Stem Cells International ◽

10.1155/2016/7162160 ◽

2016 ◽

Vol 2016 ◽

pp. 1-12 ◽

Cited By ~ 4

Author(s):

Carlos Cardenas ◽

Ja-Young Kwon ◽

Yong-Sun Maeng

Keyword(s):

Stem Cells ◽

Endothelial Cells ◽

Mesenchymal Stem Cells ◽

Cord Blood ◽

Conditioned Medium ◽

Mononuclear Cells ◽

Cell Contact ◽

Human Umbilical Cord Blood ◽

Human Umbilical Cord ◽

Human Cord Blood

Recent evidence suggests that mononuclear cells (MNCs) derived from bone marrow and cord blood can differentiate into mesenchymal stem cells (MSCs) or outgrowth endothelial cells (OECs). However, controversy exists as to whether MNCs have the pluripotent capacity to differentiate into MSCs or OECs or are a mixture of cell lineage-determined progenitors of MSCs or OECs. Here, using CD133+/C-kit+/Lin− mononuclear cells (CKL− cells) isolated from human umbilical cord blood using magnetic cell sorting, we characterized the potency of MNC differentiation. We first found that CKL− cells cultured with conditioned medium of OECs or MSCs differentiated into OECs or MSCs and this differentiation was also induced by cell-to-cell contact.

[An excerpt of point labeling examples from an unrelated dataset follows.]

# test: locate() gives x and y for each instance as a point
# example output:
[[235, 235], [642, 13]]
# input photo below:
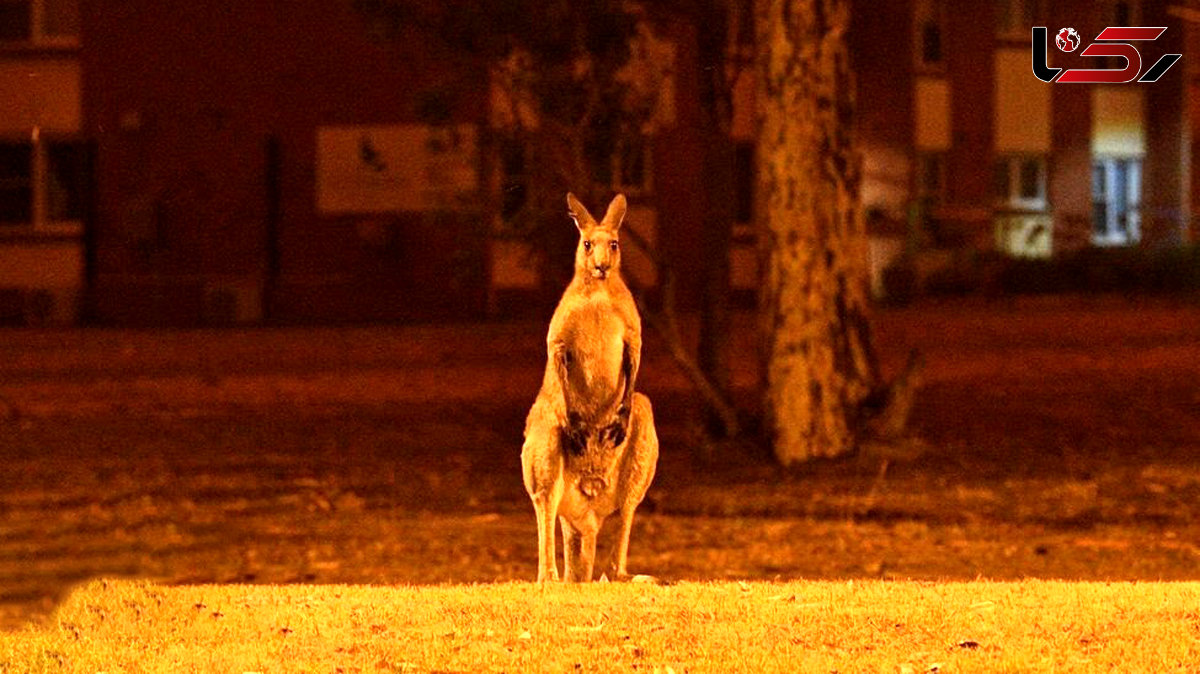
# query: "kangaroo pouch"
[[594, 336]]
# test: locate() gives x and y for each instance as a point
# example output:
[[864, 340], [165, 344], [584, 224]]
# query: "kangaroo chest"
[[594, 336]]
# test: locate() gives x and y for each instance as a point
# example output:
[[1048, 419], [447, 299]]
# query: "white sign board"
[[370, 169]]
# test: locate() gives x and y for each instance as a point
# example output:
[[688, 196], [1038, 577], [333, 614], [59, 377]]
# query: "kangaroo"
[[594, 342], [580, 486], [591, 446]]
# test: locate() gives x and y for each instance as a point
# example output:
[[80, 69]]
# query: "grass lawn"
[[733, 626], [1057, 440]]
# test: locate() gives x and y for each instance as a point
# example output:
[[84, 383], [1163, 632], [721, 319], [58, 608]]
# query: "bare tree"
[[823, 390]]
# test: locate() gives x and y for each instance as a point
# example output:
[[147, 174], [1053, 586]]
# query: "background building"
[[162, 163]]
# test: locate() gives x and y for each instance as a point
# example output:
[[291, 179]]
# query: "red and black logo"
[[1113, 41]]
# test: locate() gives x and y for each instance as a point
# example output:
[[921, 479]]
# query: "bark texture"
[[817, 350]]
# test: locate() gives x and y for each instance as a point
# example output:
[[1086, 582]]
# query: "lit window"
[[1116, 200]]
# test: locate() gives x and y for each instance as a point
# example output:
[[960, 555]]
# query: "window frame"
[[1117, 233], [933, 193], [929, 13], [40, 178], [1023, 14], [39, 36], [643, 143], [1013, 164]]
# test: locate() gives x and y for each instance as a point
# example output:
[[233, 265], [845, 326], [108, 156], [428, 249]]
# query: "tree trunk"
[[717, 229], [820, 368]]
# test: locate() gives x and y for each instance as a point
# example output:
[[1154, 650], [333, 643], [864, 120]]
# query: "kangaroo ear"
[[616, 215], [581, 216]]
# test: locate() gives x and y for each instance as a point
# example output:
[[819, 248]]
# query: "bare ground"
[[1060, 439]]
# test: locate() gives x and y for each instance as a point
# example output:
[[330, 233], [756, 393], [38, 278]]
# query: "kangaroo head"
[[599, 251]]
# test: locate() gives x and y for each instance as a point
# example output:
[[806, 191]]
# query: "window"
[[40, 22], [630, 163], [1014, 18], [931, 176], [513, 178], [1116, 202], [42, 184], [1020, 182], [624, 164], [928, 20], [743, 181]]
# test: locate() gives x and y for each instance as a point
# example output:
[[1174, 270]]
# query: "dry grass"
[[803, 626]]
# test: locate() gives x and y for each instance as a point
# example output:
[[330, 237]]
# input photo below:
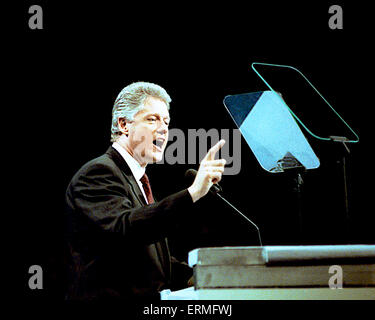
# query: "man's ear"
[[123, 126]]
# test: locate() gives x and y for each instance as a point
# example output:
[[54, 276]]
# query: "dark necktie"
[[147, 188]]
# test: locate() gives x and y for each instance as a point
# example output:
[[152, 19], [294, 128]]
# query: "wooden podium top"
[[283, 255]]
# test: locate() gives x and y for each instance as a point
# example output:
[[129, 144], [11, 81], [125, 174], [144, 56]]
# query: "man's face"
[[148, 132]]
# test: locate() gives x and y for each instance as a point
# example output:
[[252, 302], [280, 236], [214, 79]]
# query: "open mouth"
[[158, 143]]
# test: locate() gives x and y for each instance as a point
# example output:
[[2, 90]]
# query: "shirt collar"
[[137, 170]]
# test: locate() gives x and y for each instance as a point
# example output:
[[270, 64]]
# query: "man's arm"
[[101, 196]]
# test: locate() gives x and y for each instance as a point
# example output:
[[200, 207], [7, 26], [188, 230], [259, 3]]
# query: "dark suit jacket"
[[117, 242]]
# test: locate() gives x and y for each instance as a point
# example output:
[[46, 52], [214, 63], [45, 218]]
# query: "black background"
[[63, 80]]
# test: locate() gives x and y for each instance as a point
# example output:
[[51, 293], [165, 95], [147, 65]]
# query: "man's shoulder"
[[104, 164]]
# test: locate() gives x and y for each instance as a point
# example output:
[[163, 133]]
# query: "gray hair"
[[131, 100]]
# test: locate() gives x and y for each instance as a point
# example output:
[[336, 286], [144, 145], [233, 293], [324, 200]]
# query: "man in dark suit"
[[116, 231]]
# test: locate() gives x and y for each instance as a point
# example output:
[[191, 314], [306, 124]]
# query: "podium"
[[284, 273]]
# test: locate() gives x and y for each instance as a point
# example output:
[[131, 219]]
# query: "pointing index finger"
[[212, 152]]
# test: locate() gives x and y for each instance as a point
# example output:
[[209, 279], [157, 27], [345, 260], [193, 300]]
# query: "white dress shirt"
[[137, 170]]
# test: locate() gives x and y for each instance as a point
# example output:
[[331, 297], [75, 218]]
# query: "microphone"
[[216, 189]]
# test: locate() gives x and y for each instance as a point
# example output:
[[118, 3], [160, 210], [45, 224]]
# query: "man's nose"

When we cultured single CKL− cells on OEC- or MSC-conditioned medium, the cells differentiated morphologically and genetically into OEC- or MSC-like cells, respectively. Moreover, we confirmed that OECs or MSCs differentiated from CKL− cells had the ability to form capillary-like structures in Matrigel and differentiate into osteoblasts, chondrocytes, and adipocytes. Finally, using microarray analysis, we identified specific factors of OECs or MSCs that could potentially be involved in the differentiation fate of CKL− cells. Together, these results suggest that cord blood-derived CKL− cells possess at least bipotential differentiation capacity toward MSCs or OECs.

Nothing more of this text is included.